Joe Rodriguez, a reporter for the Mercury News recently reported that in San Jose, California:

“The city is blessed with high schools that prepare low-income, underachieving students for college, but here comes one with a twist. Students at this school will attend classes four days a week, but on the fifth they’ll put on work clothes and hoof it over to a local business, corporation or agency and put in a day’s work for a day’s pay. The catch is they can’t keep the money” (

Yes, the heady days of neo-feudalism have now arrived and with them have come the school to work pipeline that affords students the ability to be exploited, like prison inmates all in the name of education.

Pegged as an opportunity for students, so-called philanthropist John A. Sobrato, who recently donated $1.25 million for the new Cristo Rey San Jose High School, which is scheduled to open in the fall, commented:

“Basically, I liked the work requirement. I worked as a young kid, and I think it’s important for them to learn what it’s like to work in a business or office” (ibid).

Yes, the philanthro-pirates like Sobrato love child labor especially when it is free, offers minimal protection and can be sold as “helping kids” when in fact it is child abuse and child labor all designed and bundled up by businessmen in silk back suits with lofty plans for the transition of education into purgatory for low paid work under failing capitalism.

When 125 freshmen reopen a shuttered school at Five Wounds Portuguese National Parish church just east of downtown, they will join some 7,400 other low-income, mostly minority and urban students at 17 Catholic high schools across the country. The schools are run by the Chicago-based Cristo Rey Network and Jesuit religious order.

The schools says it offers an “all-around education and emphasizes independent and critical thinking”, but when one reads the warning label what differentiates Cristo Rey from the low-income, college-prep pack is the mandatory requirement for off-campus jobs. Students typically perform clerical work in corporate and legal offices, but here they’ll have the opportunity to work at high-tech campuses, too.  This is what one can only call being tied to the carpet loom of peonage.

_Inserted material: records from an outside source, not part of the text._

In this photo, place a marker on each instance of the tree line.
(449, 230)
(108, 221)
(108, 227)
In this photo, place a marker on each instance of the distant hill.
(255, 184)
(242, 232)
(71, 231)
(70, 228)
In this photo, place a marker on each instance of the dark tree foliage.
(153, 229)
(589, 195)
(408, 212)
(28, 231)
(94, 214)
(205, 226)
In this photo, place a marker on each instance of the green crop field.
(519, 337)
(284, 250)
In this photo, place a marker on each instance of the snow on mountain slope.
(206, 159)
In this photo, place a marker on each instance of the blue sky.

Khanh Russo, a Cisco manager who wrote the feasibility plan for the school, said a big selling point for the San Jose campus was its potential for bridging the educational gap between the valley’s low-income populations and the vast number of Silicon Valley companies where even entry level positions require college degrees. Now why would an entry level position require a college degree? They don’t.  College degrees are little more than commodities to be bought and sold for student debt and then once purchased, they are used to gain a handhold on the low paid ladder of despair.  Moving up on the salary scale is another scam used to force people into colleges to seek phony degrees that carry little in the way of education but pack a low paid punch for low paid work.

Even so, as Rodriguez noted, Cristo Rey schools are open to students of all faiths.  Sobrato said 40 percent are not Catholic. Students typically come from families earning $35,000 a year or less a year. The school has lined up 37 San Jose employers eager to hire the kids — lending credence to the fact the school is little more than a recruiting center for precarious employment, a holding tank for capitalist work in the race to the bottom.

Rodriguez reports that many of the students are in for culture shock. When a CBS 60 Minutes news team visited Cristo Rey’s flagship school in Chicago recently, it videotaped students learning how to knot ties for the first time and how to shake hands with the confidence of professionals — charm schools for the working class, disenfranchised, people of color and the poor or better yet, for Fagin’s kids.

Whatever the students earn will go toward tuition (just like whatever prisoners earn will go to the ‘canteen’). The cost of tuition averages about $10,000 a year at Cristo Rey schools. Thus, the students will work to pay debt while their employers exploit them in the name of progress and trade student loan debt, or Student Loan Asset Backed Securities (SLABS) on Wall Street.  Sobrato said most of the families could afford to contribute up to $1,000, with the rest covered by student earnings and various grants and donations.

Sobrato’s $1.25 million gift was actually a challenge grant, which he said has already been met by other seedy and smarmy ‘donors’. Take for example another lead benefactor, Brendan J. Cassin, a venture capitalist and Cristo Rey board member. The school’s board of directors has selected the Rev. Peter Pabst, a Jesuit and founder of two college prep middle schools in San Jose, as the new high school’s president.

These philanthro-pirates love to use religion as a hook to get students and their parents to pray for pie in the sky when they die. Using ‘reverends’ without reverence, these hucksters can then clamp on to young children like parasites looking for a host, which they are.

All of this is being sold as something good for students when in fact it is a Dickensian abhorrence that can only be envisioned as something beneficial by those who seek to exploit children while denying them a truly meaningful and contemplative education.

This is where we are today when it comes to ‘schooling under capitalism’.  It has nothing to do with education and everything to do with boosting profits for the wealth vultures and flocks for the sheepherders.

This is faith based capitalism in action – the neo-feudal landscape of the new childhood where there are those who rule, those who work and those who pray.  The truly disgusting part is that it is all part of the Obama Department of Education’s plans for the cementing of the new Jim Crow and acceptance of an escalating inequality that can only worsen under the current economic oligarchs.